Mold, Your Health, and Your Home’s Structural Integrity
As mentioned above, a certain percentage of air in your home’s crawl space flows up and into your home’s living area due to the stack effect. If this air is full of mildew spores, it could cause problems for anyone living in the home, including allergic reactions and respiratory issues. Mold can also trigger skin problems, itchy eyes, and rashes.
Mildew in a crawl space can also encourage wood rot which could eventually threaten your home’s structural integrity.
How to Get Rid of Crawl Space Mold?
Although many homeowners think this is a DIY project, we recommend contacting a mold remediation specialist instead of trying to get rid of crawl space mold by yourself. Your home’s crawl space is full of nasty things like pests (spiders, rate, snakes), dangerous rodent droppings, sharp things, etc. Never enter your home’s crawl space without protective gear, including a respirator.
We also recommend letting a mold remediation specialist handle the job simply because they have experience getting rid of mildew in a crawl space. They know what it looks like, where to find it, and how to make sure it’s gone. If you DIY, you might spend a lot of time and effort only to find out later that you missed a spot or two.
After the mildew in your crawl space has been eradicated, you’ll need to ensure it doesn’t return.
How To Prevent Mildew in a Crawl Space?
Once you’ve gotten rid of the mildew in your crawl space, you’ll need to ensure it doesn’t come back. You can do that by making sure the crawl space stays dry. The only way to do that is to get the groundwater around the foundation under control. If you’re trying to keep your crawl space dry, you don’t want excess water in the soil around the foundation.
How to Make Sure Excess Water Can’t Build Up in the Soil Around the Foundation
The best way – by far – to ensure the soil around the foundation stays dry is to install a drain tile system. There simply is no better way to control groundwater around your foundation.
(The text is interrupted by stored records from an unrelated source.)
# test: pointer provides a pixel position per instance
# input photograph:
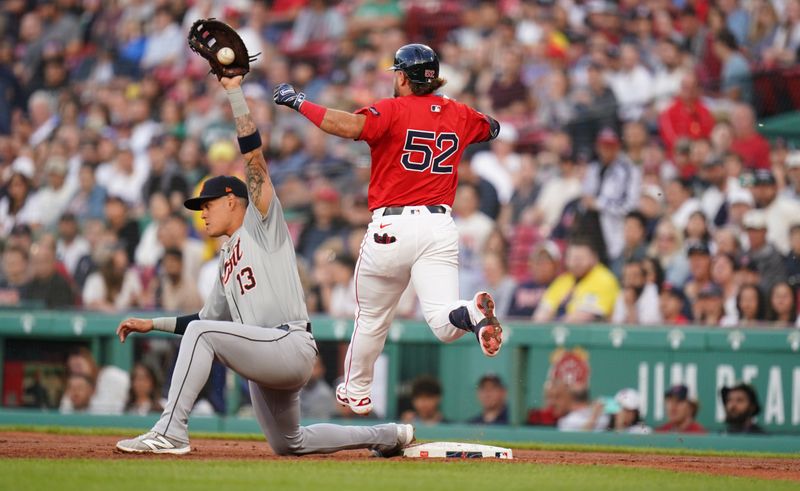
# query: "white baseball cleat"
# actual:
(359, 406)
(405, 437)
(152, 442)
(490, 333)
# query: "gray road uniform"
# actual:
(255, 322)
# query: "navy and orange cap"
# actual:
(216, 187)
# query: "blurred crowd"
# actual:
(629, 182)
(566, 402)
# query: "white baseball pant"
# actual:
(426, 253)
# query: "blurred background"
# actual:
(645, 174)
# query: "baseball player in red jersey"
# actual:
(416, 140)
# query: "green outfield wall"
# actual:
(649, 359)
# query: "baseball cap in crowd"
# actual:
(763, 177)
(216, 187)
(23, 165)
(698, 247)
(548, 247)
(608, 136)
(326, 193)
(746, 263)
(491, 378)
(678, 392)
(793, 160)
(653, 192)
(741, 196)
(628, 399)
(426, 385)
(674, 290)
(221, 150)
(508, 133)
(710, 291)
(747, 389)
(56, 165)
(755, 220)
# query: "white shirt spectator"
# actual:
(50, 203)
(149, 250)
(647, 307)
(163, 46)
(473, 231)
(209, 272)
(499, 174)
(576, 420)
(666, 84)
(343, 300)
(111, 392)
(71, 253)
(782, 213)
(127, 186)
(633, 90)
(554, 196)
(680, 218)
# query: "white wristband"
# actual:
(166, 324)
(238, 103)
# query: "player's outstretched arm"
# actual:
(259, 184)
(333, 121)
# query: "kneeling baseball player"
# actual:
(255, 320)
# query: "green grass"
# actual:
(301, 475)
(568, 447)
(70, 430)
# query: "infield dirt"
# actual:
(44, 445)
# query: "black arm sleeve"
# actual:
(183, 321)
(494, 128)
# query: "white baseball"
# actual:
(226, 56)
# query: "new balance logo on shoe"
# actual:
(158, 443)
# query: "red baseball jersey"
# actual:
(416, 144)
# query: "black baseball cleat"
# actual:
(405, 437)
(487, 327)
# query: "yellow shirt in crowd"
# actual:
(595, 293)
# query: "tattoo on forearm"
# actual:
(245, 125)
(255, 165)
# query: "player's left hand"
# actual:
(285, 95)
(133, 325)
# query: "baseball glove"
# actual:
(208, 36)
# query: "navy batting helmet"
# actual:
(418, 62)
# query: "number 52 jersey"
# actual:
(416, 144)
(257, 282)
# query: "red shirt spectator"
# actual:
(681, 412)
(748, 143)
(687, 117)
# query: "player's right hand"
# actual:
(133, 325)
(285, 95)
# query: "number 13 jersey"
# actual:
(416, 144)
(258, 283)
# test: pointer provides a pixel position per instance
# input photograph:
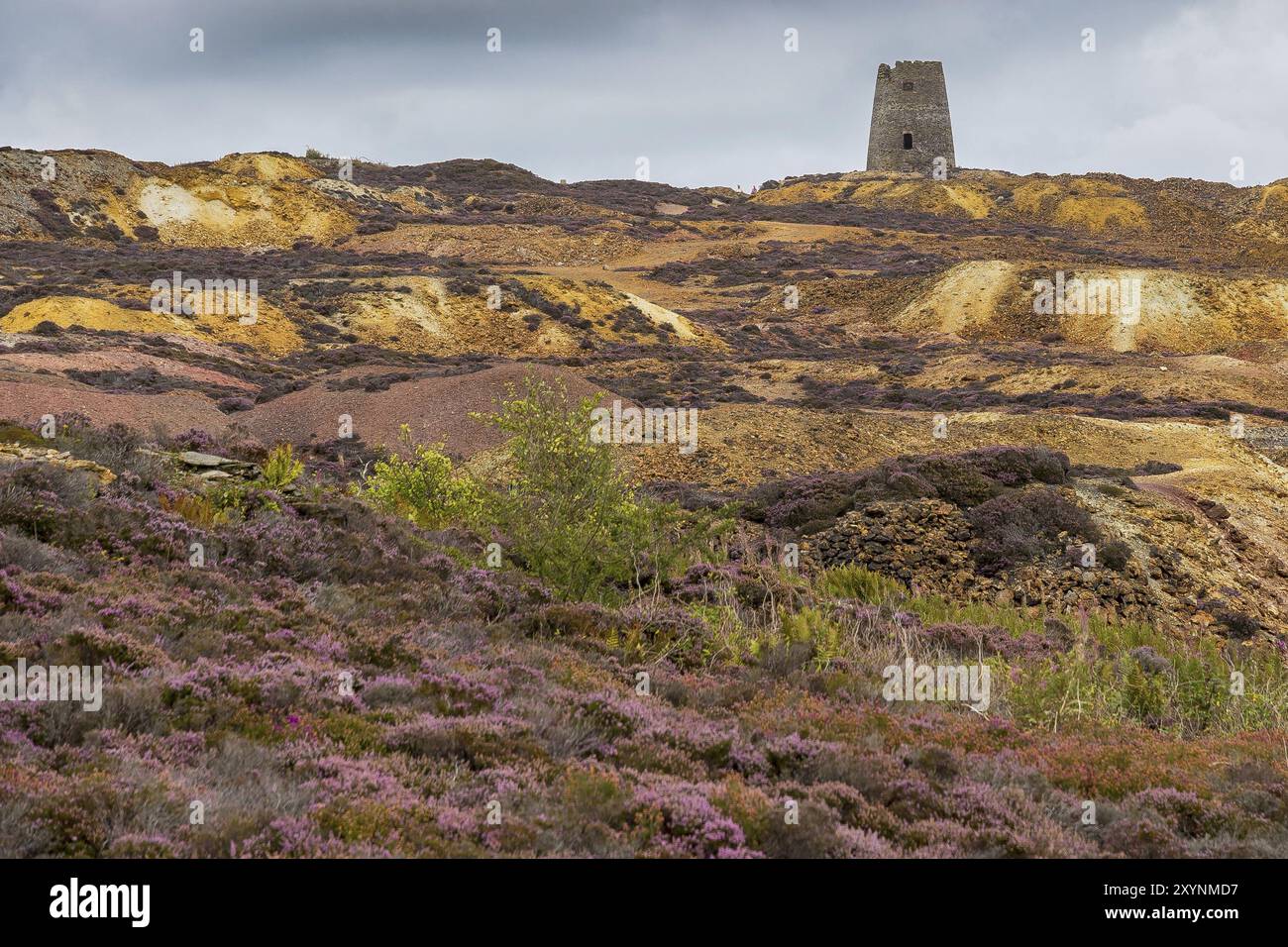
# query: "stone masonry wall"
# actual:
(921, 111)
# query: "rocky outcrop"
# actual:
(16, 454)
(926, 545)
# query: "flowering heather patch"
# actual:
(333, 681)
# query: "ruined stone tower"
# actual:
(910, 119)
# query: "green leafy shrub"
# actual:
(424, 488)
(568, 513)
(282, 470)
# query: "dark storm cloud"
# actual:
(704, 90)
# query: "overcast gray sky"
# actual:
(702, 88)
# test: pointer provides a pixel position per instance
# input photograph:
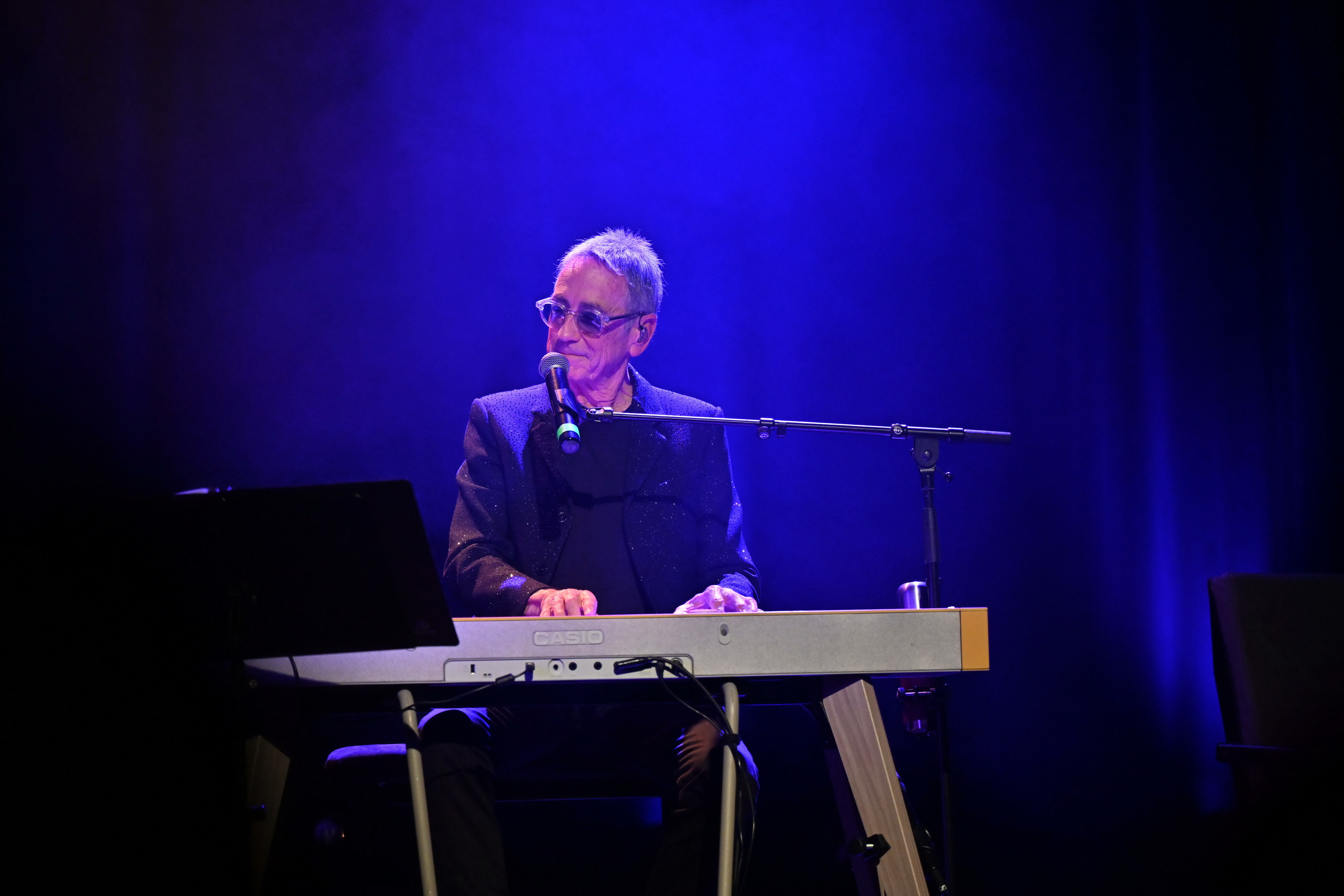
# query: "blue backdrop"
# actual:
(262, 244)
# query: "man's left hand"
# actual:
(719, 599)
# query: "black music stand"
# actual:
(291, 571)
(296, 571)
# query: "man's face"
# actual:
(588, 284)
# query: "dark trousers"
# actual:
(667, 747)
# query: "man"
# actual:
(643, 519)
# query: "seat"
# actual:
(1278, 666)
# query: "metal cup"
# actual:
(914, 596)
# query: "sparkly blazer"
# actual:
(683, 521)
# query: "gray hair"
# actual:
(630, 256)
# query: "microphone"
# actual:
(554, 370)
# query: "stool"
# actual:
(373, 761)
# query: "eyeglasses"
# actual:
(589, 322)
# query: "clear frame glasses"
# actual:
(589, 322)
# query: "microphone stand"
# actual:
(925, 454)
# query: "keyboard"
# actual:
(827, 642)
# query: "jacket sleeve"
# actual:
(480, 553)
(723, 558)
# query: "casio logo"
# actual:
(546, 638)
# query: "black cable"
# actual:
(745, 836)
(439, 705)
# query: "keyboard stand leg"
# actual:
(857, 727)
(420, 802)
(266, 769)
(729, 796)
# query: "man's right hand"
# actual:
(565, 602)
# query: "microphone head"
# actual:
(553, 359)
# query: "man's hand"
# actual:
(567, 602)
(719, 599)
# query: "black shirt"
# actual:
(596, 557)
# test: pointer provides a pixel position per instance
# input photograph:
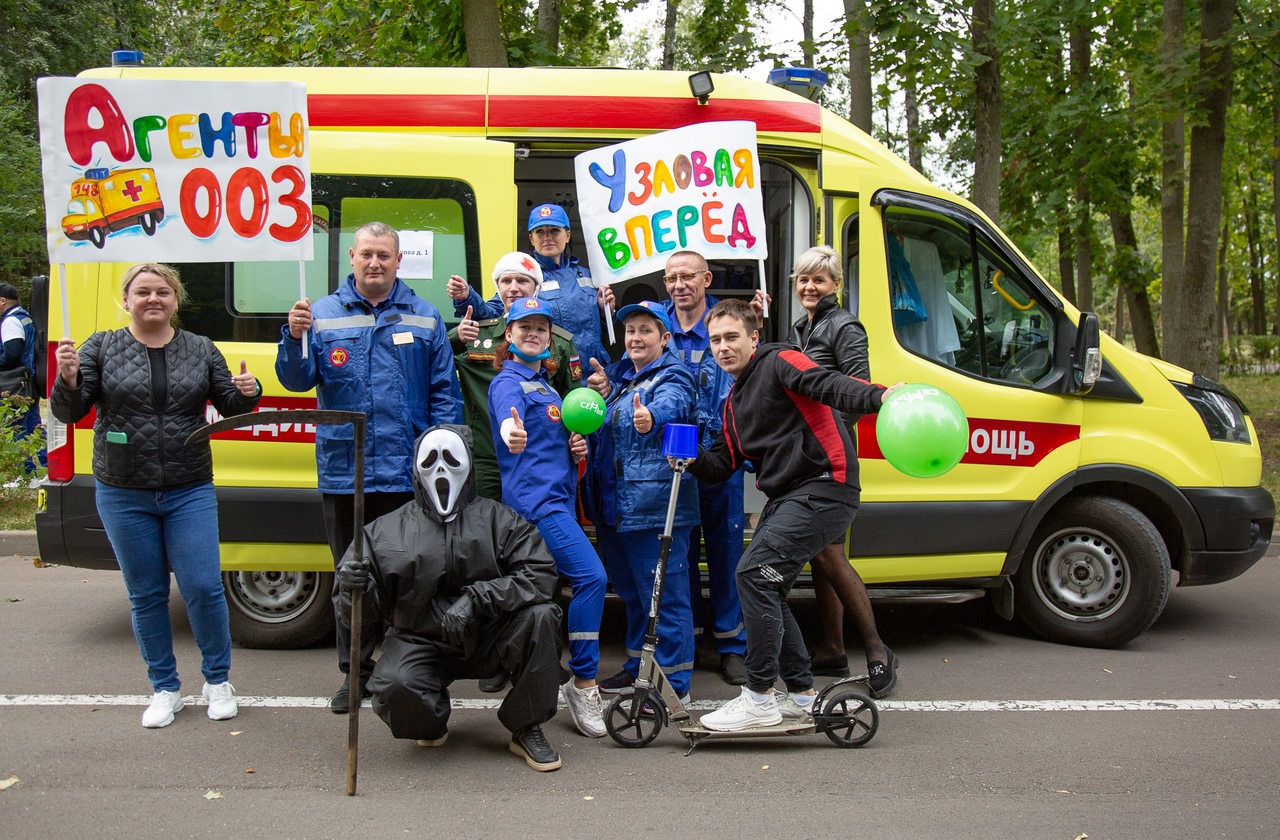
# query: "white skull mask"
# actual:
(443, 468)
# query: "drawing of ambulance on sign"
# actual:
(104, 201)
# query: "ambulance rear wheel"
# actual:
(279, 610)
(1098, 574)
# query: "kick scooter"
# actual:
(848, 716)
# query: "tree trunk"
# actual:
(986, 159)
(1196, 343)
(1080, 49)
(914, 141)
(808, 33)
(668, 36)
(858, 28)
(1171, 183)
(483, 31)
(1065, 263)
(548, 23)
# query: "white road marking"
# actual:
(886, 706)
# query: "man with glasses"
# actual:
(686, 278)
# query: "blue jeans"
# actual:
(631, 558)
(154, 532)
(577, 562)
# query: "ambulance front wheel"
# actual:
(1097, 574)
(279, 610)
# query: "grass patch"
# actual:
(1261, 393)
(17, 508)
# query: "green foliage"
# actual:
(16, 453)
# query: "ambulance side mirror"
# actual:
(1086, 355)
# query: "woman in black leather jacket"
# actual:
(150, 383)
(831, 336)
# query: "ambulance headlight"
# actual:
(1221, 410)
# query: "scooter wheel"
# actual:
(635, 720)
(860, 718)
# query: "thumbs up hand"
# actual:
(599, 380)
(245, 382)
(516, 438)
(643, 419)
(469, 329)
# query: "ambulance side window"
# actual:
(439, 236)
(979, 315)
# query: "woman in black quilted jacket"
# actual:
(150, 383)
(832, 336)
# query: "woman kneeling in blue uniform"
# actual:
(536, 459)
(629, 484)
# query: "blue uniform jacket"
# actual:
(713, 384)
(629, 478)
(574, 307)
(543, 478)
(359, 363)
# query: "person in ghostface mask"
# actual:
(464, 587)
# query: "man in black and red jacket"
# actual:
(781, 415)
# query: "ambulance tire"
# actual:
(279, 610)
(1097, 575)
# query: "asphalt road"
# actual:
(991, 734)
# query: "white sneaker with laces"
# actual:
(743, 712)
(790, 710)
(164, 706)
(222, 701)
(585, 707)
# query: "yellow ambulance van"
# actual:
(1095, 478)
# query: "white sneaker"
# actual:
(743, 712)
(790, 710)
(164, 706)
(222, 701)
(585, 707)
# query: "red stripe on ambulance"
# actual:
(991, 441)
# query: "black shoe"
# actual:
(341, 701)
(531, 745)
(836, 667)
(883, 678)
(494, 684)
(734, 669)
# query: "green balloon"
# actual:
(583, 411)
(922, 430)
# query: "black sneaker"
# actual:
(531, 745)
(883, 676)
(494, 684)
(341, 701)
(620, 683)
(734, 669)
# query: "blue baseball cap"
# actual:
(648, 307)
(526, 306)
(548, 215)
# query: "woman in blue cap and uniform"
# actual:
(536, 459)
(629, 484)
(576, 304)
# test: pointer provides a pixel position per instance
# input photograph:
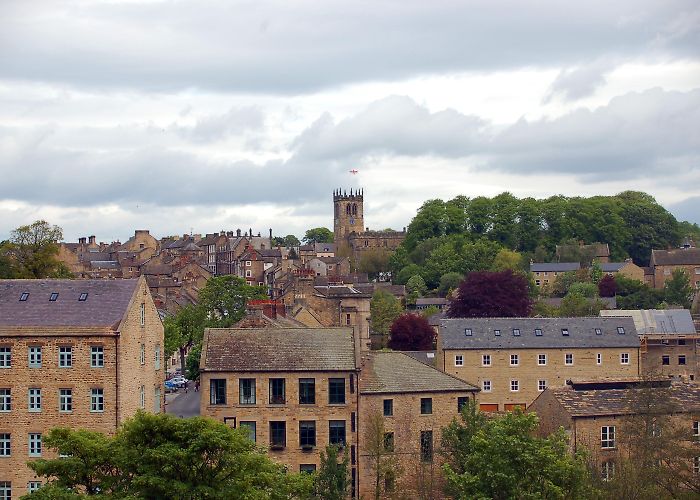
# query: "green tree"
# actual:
(318, 235)
(160, 456)
(677, 290)
(331, 481)
(384, 309)
(501, 458)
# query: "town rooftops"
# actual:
(677, 257)
(278, 349)
(391, 372)
(537, 333)
(75, 302)
(554, 267)
(583, 402)
(657, 321)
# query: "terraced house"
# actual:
(513, 360)
(73, 353)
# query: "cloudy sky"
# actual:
(181, 116)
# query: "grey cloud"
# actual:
(283, 47)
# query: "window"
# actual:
(5, 400)
(97, 400)
(307, 391)
(65, 400)
(426, 446)
(5, 357)
(35, 356)
(217, 391)
(607, 470)
(461, 402)
(278, 434)
(336, 432)
(35, 400)
(250, 427)
(34, 444)
(307, 433)
(5, 445)
(388, 407)
(607, 436)
(246, 391)
(336, 391)
(97, 356)
(65, 356)
(277, 391)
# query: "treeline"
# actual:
(466, 234)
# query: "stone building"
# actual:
(73, 353)
(513, 360)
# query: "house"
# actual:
(598, 416)
(668, 342)
(513, 360)
(410, 402)
(73, 353)
(293, 389)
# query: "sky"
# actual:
(199, 116)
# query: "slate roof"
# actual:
(554, 267)
(677, 257)
(581, 333)
(684, 398)
(391, 372)
(278, 349)
(106, 302)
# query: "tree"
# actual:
(501, 458)
(384, 309)
(677, 290)
(318, 235)
(411, 332)
(488, 294)
(160, 456)
(331, 481)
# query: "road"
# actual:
(183, 404)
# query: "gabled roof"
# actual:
(387, 372)
(581, 333)
(278, 349)
(105, 305)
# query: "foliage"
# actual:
(677, 290)
(160, 456)
(411, 332)
(501, 458)
(384, 309)
(331, 481)
(318, 235)
(32, 252)
(490, 294)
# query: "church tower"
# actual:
(348, 214)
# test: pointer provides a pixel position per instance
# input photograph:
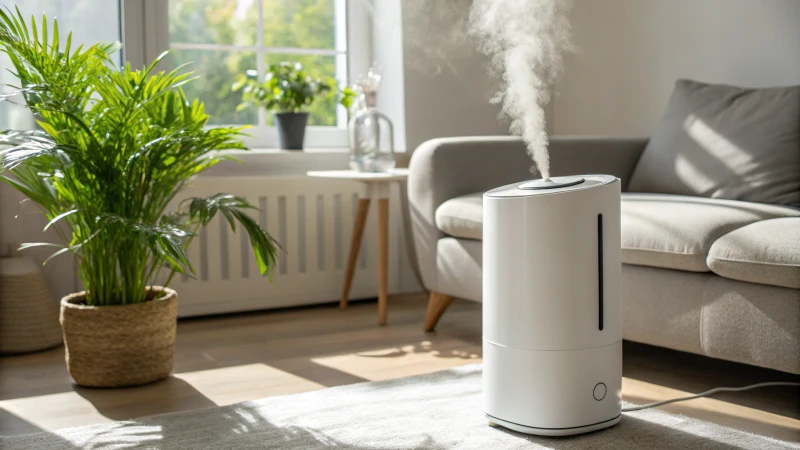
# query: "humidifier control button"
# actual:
(599, 391)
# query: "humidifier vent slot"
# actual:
(600, 269)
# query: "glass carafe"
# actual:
(371, 132)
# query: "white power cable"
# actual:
(710, 392)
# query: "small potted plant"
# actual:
(287, 91)
(114, 148)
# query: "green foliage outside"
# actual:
(289, 88)
(295, 23)
(115, 148)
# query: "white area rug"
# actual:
(436, 411)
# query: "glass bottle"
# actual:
(371, 132)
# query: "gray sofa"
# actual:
(709, 276)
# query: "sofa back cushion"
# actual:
(725, 142)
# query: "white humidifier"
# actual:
(552, 307)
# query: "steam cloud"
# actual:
(526, 40)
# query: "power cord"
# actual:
(710, 392)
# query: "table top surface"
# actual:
(393, 175)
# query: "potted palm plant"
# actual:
(288, 90)
(113, 150)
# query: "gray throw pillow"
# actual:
(725, 142)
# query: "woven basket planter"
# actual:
(28, 312)
(116, 346)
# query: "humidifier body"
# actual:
(552, 307)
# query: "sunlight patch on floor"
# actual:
(407, 360)
(54, 411)
(236, 384)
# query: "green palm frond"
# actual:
(114, 148)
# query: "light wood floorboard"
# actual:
(228, 359)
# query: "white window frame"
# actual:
(145, 35)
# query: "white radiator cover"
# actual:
(312, 220)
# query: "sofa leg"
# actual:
(437, 305)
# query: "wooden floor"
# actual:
(229, 359)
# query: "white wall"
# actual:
(633, 50)
(447, 86)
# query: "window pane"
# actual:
(89, 21)
(230, 22)
(299, 23)
(323, 110)
(217, 71)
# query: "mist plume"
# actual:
(526, 40)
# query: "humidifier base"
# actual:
(552, 392)
(494, 421)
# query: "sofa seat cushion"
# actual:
(766, 252)
(677, 232)
(462, 216)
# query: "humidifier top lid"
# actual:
(555, 185)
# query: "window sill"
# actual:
(277, 162)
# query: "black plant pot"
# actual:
(291, 129)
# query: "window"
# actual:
(224, 38)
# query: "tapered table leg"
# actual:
(355, 246)
(383, 259)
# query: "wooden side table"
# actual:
(377, 189)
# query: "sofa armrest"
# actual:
(441, 169)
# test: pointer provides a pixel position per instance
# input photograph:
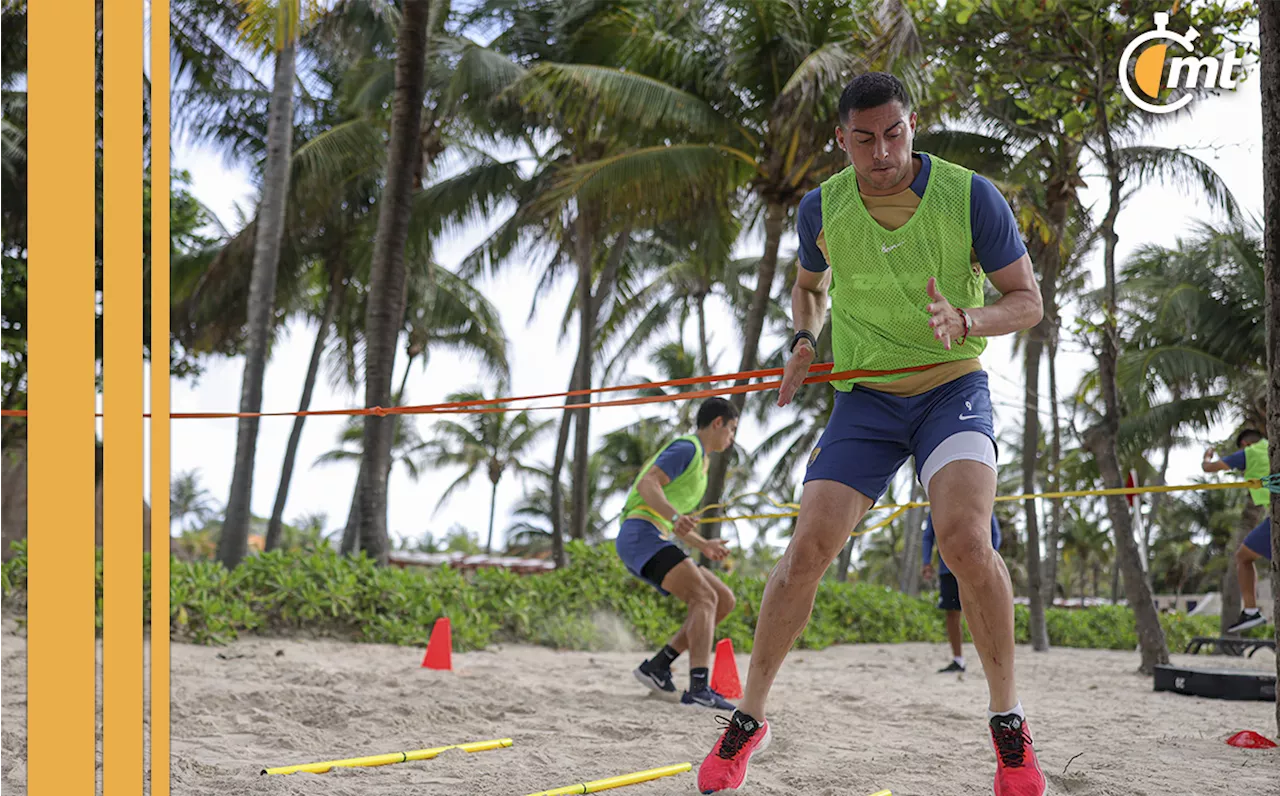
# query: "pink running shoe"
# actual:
(1018, 772)
(725, 769)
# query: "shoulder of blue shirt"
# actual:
(997, 239)
(676, 457)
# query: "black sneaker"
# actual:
(705, 698)
(1248, 618)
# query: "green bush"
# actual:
(590, 604)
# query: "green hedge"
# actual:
(590, 604)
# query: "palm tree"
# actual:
(752, 88)
(190, 503)
(387, 271)
(273, 24)
(1269, 27)
(533, 526)
(492, 440)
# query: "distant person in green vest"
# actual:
(1255, 462)
(668, 488)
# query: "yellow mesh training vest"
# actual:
(880, 277)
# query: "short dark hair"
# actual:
(713, 408)
(1247, 438)
(872, 90)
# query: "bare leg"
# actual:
(725, 603)
(828, 512)
(1248, 576)
(955, 634)
(963, 494)
(686, 582)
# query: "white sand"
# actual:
(848, 721)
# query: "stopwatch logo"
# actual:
(1148, 69)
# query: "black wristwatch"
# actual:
(804, 335)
For more information on drain tile systems, see How Does A Drain Tile System Work?
Other things you can do include:
- Crawl space encapsulation and a dehumidifier – After installing a drain tile system, many homeowners have their crawl space encapsulated. Encapsulation involves covering the floor and walls of the crawl space with a thick vapor barrier. For more information, see Is Crawl Space Encapsulation Worth It? Yes!
- Make sure you don’t have any leaking pipes.
- Insulate your pipes so condensation can’t form on them.
- Make sure your dryer vent isn’t blowing air into the crawl space.
- Check your foundation wall for cracks. If you find any, call a foundation repair contractor and have them fixed.
- Regrade your yard, if necessary – The yard around your home should slope away from the foundation. This prevents water from draining toward the foundation. A landscaping professional can help you with this, or you could DIY.
- Clean your gutters regularly – If the gutters are full of leaves and other debris, water could spill over the side of your home and soak into the soil around the foundation.
- If your downspouts are too short, install extensions – You don’t want your downspouts releasing water next to the foundation. Extensions are easy to install and will carry water away from the foundation before releasing it.
- Install an underground downspout with a pop-up emitter – Water from the gutters flows into the underground downspout and gets channeled toward a pop-up emitter situated around 10 feet from your foundation. When it fills with water, it pops up and releases the water away from the foundation. (When the pop-up emitter is empty, it’s virtually invisible on your lawn.)